There are no slaves in England, but there are persons in whose service another has a temporary interest. We believe that the responsibility of a carrier, for injury which such person may sustain, has never been placed on the same principle with his responsibility for a bale of goods. He is undoubtedly answerable for any injury sustained in consequence of his negligence or want of skill; but we have never understood that he is responsible farther.
The law applicable to common carriers is one of great rigour. Though to the extent to which it has been carried, and in the cases to which it has been applied, we admit its necessity and its policy, we do not think it ought to be carried farther, or applied to new cases. We think it has not been applied to living men, and that it ought not to be applied to them.
The directions given by the court to the jury informed them, that the defendants were responsible for negligence or unskilful conduct, but not otherwise.
Sir William Jones, in his Treatise on Bailments, p. 14, says, 'When the contract is reciprocally beneficial to both parties, the obligation hangs in an even balance; and there can be no reason to recede from the standard: nothing more, therefore, ought in that case to be required than ordinary diligence, and the bailee should be responsible for no more than ordinary neglect.' In another place (p. 144) the same author says, 'A carrier for hire ought, by the rule, to be responsible only for ordinary neglect; and in the time of Henry VIII., it appears to have been generally holden, that a common carrier was chargeable in case of a loss by robbery, only when he had travelled by ways dangerous for robbing, or driven by night, or at any inconvenient hour.'
This rule, as relates to the conveyance of goods, was changed an commerce advanced, from motives of policy.
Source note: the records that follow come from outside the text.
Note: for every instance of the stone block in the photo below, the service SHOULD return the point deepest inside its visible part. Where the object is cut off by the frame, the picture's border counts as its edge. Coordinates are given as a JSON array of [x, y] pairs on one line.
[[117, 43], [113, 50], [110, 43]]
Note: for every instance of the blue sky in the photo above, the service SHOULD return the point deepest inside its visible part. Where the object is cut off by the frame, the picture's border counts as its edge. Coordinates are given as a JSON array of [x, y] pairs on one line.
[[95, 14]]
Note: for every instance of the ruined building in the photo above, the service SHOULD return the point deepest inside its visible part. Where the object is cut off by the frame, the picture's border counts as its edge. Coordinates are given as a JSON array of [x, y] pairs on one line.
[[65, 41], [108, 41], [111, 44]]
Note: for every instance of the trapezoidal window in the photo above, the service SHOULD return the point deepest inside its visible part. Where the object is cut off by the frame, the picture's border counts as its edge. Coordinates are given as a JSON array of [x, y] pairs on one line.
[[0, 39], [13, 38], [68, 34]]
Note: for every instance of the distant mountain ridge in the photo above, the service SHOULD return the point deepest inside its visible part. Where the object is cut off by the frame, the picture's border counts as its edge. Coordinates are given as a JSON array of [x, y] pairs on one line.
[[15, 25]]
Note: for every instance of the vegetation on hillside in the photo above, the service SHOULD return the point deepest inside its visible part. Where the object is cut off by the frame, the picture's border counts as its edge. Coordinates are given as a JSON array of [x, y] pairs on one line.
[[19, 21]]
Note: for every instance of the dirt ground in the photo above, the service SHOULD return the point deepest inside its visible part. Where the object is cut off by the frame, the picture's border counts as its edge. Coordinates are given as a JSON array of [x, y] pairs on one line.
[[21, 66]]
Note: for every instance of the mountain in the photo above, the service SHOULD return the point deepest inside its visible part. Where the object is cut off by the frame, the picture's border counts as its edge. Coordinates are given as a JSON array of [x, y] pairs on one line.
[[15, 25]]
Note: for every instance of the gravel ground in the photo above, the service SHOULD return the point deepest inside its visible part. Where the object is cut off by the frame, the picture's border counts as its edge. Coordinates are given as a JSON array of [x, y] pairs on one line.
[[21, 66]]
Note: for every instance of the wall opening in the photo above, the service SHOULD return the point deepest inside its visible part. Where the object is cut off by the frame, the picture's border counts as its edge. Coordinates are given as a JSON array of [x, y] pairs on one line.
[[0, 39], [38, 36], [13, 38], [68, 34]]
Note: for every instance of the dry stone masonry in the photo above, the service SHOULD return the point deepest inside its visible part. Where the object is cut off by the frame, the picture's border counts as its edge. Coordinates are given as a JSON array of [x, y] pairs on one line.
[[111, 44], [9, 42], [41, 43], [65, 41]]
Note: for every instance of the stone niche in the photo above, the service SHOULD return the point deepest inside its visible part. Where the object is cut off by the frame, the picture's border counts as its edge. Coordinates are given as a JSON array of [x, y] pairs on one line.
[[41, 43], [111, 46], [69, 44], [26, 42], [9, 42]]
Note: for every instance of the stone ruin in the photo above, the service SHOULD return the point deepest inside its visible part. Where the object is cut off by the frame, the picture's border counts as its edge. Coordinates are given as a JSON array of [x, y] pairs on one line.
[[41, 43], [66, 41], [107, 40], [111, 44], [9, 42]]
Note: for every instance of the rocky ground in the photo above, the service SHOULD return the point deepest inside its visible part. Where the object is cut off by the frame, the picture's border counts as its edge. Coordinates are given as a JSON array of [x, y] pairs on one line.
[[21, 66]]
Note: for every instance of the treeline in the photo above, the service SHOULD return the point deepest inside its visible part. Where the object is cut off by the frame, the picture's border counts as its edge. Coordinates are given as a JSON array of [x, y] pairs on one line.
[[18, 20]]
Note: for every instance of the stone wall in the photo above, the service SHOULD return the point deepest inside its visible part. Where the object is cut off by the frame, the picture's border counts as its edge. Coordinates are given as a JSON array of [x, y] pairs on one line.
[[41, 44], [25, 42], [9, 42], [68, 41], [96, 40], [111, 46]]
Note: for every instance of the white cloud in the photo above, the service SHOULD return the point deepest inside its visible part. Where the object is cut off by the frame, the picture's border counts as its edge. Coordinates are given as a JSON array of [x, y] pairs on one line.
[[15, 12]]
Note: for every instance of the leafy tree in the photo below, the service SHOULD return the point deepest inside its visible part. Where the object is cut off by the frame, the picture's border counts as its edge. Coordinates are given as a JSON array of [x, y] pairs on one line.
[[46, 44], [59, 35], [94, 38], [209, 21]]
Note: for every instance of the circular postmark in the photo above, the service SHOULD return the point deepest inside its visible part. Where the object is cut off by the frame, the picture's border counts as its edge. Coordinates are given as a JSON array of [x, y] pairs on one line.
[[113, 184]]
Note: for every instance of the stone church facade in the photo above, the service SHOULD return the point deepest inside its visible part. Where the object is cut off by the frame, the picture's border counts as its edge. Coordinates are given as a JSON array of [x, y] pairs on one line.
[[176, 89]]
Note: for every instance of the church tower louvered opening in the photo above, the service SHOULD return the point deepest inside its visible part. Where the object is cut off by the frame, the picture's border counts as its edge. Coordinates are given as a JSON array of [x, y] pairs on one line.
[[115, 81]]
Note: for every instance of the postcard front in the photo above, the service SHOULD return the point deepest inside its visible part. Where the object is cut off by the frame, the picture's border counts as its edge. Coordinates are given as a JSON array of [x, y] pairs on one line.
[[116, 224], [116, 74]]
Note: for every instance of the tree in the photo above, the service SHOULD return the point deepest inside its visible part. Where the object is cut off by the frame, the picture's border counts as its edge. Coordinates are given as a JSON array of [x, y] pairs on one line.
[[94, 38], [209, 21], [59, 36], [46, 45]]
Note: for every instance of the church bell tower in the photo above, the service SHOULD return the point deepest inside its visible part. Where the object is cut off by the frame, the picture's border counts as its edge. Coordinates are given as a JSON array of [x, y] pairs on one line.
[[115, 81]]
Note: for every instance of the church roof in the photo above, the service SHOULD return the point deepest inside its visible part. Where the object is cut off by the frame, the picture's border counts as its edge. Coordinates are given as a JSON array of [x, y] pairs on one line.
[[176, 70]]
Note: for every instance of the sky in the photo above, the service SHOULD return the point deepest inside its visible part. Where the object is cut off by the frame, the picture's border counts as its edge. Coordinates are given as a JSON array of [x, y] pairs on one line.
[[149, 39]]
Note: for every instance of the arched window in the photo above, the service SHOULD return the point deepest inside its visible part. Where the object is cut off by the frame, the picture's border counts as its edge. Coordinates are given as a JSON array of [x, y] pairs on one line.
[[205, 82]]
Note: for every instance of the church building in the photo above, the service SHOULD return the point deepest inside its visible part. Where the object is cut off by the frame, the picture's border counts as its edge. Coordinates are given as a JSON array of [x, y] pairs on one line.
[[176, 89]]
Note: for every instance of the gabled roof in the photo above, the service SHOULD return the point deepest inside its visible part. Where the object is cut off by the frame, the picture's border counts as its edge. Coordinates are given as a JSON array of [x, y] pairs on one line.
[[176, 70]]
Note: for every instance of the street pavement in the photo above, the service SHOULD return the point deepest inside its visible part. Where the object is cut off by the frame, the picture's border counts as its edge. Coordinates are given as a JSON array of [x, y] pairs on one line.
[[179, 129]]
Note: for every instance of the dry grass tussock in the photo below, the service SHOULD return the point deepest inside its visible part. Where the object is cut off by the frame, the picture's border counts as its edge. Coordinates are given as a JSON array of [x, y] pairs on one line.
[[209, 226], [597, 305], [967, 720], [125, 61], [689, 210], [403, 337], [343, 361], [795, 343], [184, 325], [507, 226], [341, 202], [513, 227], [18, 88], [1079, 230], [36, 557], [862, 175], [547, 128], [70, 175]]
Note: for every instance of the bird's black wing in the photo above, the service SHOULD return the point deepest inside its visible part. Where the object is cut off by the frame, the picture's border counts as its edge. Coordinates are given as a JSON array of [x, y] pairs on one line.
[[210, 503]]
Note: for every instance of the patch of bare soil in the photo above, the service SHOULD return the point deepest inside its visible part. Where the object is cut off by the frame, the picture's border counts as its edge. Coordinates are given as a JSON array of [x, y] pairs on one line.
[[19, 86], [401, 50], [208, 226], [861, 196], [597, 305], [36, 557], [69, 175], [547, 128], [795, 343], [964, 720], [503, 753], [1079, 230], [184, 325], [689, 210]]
But if the court is right in supposing, that the strict rule introduced for general commercial objects, does not apply to the conveyance of slaves, the ancient rule 'that the carrier is liable only for ordinary neglect,' still applies to them.
If the slaves were taken on board the yawl to be conveyed in the steam boat, solely in consequence of their distress, and from motives of humanity alone, no reward, hire or freight being to be paid for their passage, as the first prayer of the plaintiff and the prayer of the defendant suppose, the carrier would certainly be responsible only in a case of gross neglect; and the qualification annexed to this construction was correct.
We think that in the case stated for the instruction of the circuit court, the defendants were responsible for the injury sustained, only in the event of its being caused by the negligence, or the unskilfulness of the defendants or their agents, and that there is no error in the opinion given.
This cause came on to be heard on a transcript of the record from the circuit court of the United States for the district of Kentucky, and was argued by counsel; on consideration whereof, it is considered, ordered and adjudged by this Court, that the judgment of the said circuit court in this cause be, and the same is hereby affirmed with costs.